I recruited fellow Nokomis and TCMaker members Blair and Bob to help put it all together. Blair took my concept and turned it into a set of plans to follow for construction. Blair is an absolute genius at this sort of thing; he knows how to make things light yet sturdy, and easy to assemble. The panel was built to split into two sections, with pins to line the halves up and carriage bolts to hold it together. The assembled halves simply drop on top of the desk, with a lip around the front and sides to hide the marble.
Blair also put together a “Spock viewer” hood. Sadly the knob didn’t survive the workout it got the first night of the con. That’s something we’ll have to fix for next year. At the base of the hood we mounted a digital picture frame, loaded up with a few short movie clips.
Meanwhile, Bob was casting buttons. Lots of buttons. More than 150 tinted resin buttons, using a pair of smallish ice cube trays as molds. Each button had to be sanded on the bottom to flatten them off, so they could be glued onto curved Sintra panels. The Sintra was cut on one of the Hack Factory’s CNC machines. Each button sits over a hole cut through the Sintra and into the main panel surface. Below the panels, a pair of flourescent fixtures shine light through the buttons.
Also meanwhile, I was figuring out how to build the displays. We settled on five displays, one static image and four with blinking lights. Each of the display faces is a sheet of 1/8″ thick bronze-tint acrylic. A mask was cut out of black adhesive vinyl and stuck to the back of each face. Then lighting gels were cut and applied with double-sided tape. Finally the entire panel was covered over with a diffuser sheet.
Behind each display is a box to contain the lights and, for the animated displays, a set of tagboard “eggcrate” dividers. The static display is lit with a set of Ikea Dioder disk lamps. The other four displays are lit with a 50-lamp GE Color Effects light string, threaded across all four displays. Holes drilled in the backing boxes hold each lamp; the tagboard dividers keep each light cell separated from the others. The string is driven by an Arduino Uno.

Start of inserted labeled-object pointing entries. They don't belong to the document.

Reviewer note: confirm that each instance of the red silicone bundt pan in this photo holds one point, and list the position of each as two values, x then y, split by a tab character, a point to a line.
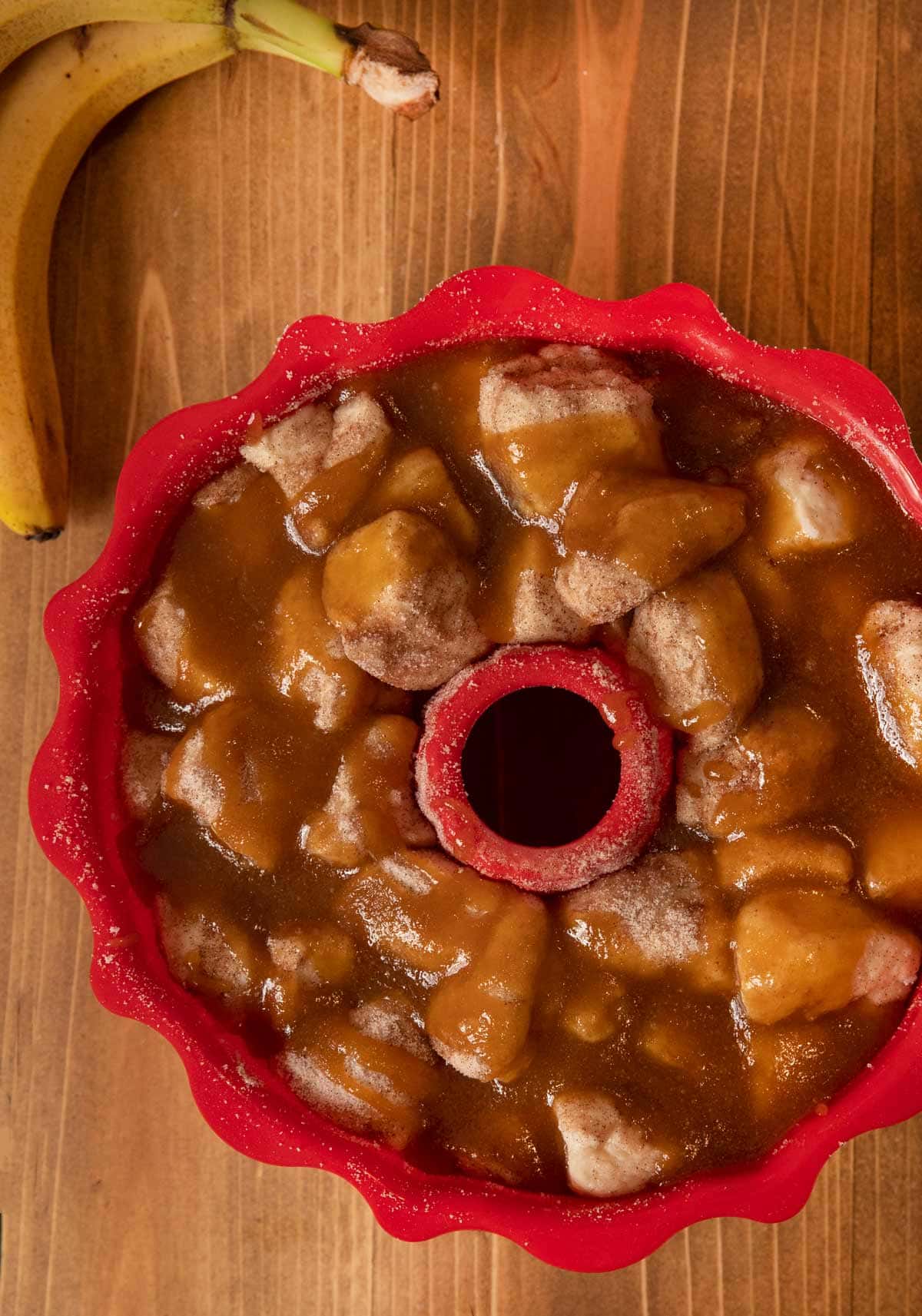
78	816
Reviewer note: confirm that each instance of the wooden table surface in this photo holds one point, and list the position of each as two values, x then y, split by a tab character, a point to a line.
763	149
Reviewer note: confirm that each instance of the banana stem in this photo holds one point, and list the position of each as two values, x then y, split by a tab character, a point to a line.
388	66
290	28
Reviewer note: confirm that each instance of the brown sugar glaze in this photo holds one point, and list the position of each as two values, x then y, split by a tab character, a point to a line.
228	565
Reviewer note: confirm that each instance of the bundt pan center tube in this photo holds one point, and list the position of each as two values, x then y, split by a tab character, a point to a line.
643	745
79	816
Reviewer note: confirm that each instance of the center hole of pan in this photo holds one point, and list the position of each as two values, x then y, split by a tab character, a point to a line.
539	766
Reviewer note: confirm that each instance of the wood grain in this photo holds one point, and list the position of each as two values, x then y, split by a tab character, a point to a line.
763	149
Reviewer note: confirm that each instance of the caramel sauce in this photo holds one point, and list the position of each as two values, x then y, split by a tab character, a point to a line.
254	874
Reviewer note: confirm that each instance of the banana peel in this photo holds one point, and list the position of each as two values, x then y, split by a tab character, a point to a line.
55	99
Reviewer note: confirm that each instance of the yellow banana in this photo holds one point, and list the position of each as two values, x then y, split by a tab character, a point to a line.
53	101
25	22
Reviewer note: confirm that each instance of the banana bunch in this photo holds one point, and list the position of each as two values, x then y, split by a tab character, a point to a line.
66	68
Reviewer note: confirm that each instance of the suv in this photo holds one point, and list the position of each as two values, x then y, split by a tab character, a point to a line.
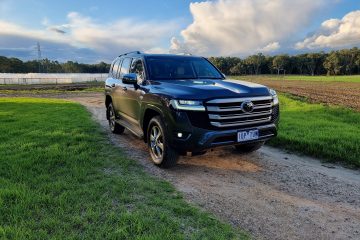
183	103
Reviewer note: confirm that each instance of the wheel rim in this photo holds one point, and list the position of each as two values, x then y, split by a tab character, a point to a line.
156	144
111	119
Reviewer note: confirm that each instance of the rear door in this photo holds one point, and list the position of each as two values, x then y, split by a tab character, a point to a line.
121	90
134	92
115	82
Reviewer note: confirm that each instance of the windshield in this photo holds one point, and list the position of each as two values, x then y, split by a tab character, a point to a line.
170	68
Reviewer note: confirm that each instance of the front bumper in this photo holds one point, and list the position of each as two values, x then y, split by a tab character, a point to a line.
200	139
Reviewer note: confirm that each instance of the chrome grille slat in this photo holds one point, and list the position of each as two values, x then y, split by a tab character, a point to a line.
235	116
229	113
242	123
230	100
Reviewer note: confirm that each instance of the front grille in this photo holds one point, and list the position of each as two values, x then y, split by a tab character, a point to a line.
225	113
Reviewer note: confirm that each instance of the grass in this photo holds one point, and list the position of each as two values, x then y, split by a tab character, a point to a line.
327	132
51	91
351	78
60	178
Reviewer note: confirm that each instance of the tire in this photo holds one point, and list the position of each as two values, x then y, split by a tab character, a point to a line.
113	125
248	148
161	153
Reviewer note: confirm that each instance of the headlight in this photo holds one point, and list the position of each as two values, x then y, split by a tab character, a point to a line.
274	96
190	105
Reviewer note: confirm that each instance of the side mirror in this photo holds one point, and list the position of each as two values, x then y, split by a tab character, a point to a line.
129	78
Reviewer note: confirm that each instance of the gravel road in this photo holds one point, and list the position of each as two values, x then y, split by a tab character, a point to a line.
271	193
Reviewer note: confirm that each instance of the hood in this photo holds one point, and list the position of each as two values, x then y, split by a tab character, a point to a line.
202	89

The Arduino also scans the bank of 8 switches on the control panel. When a switch is flipped, the Arduino passes its pin number up the serial connection to a Raspberry Pi. A simple Python program on the Pi runs a background sound loop, plus plays sounds as the switches are flipped. (The code was freely adapted from an article on the Make: blog.) A pair of amplified computer speakers was cannibalized and installed inside the panel. Unfortunately the amp wasn’t powerful enough to overcome the con’s background roar — yet another thing to fix for next year.
Even with the weak sound, the panel was a huge hit. It really pulled the room together.
Huge, Constitution-class-sized thanks to my cohorts Blair and Bob for their hard work and prop building talents; to the USS Nokomis members who work hard every year to pull together our party room; and to Twin Cities Maker for the use of tools and build space, and for being generally awesome.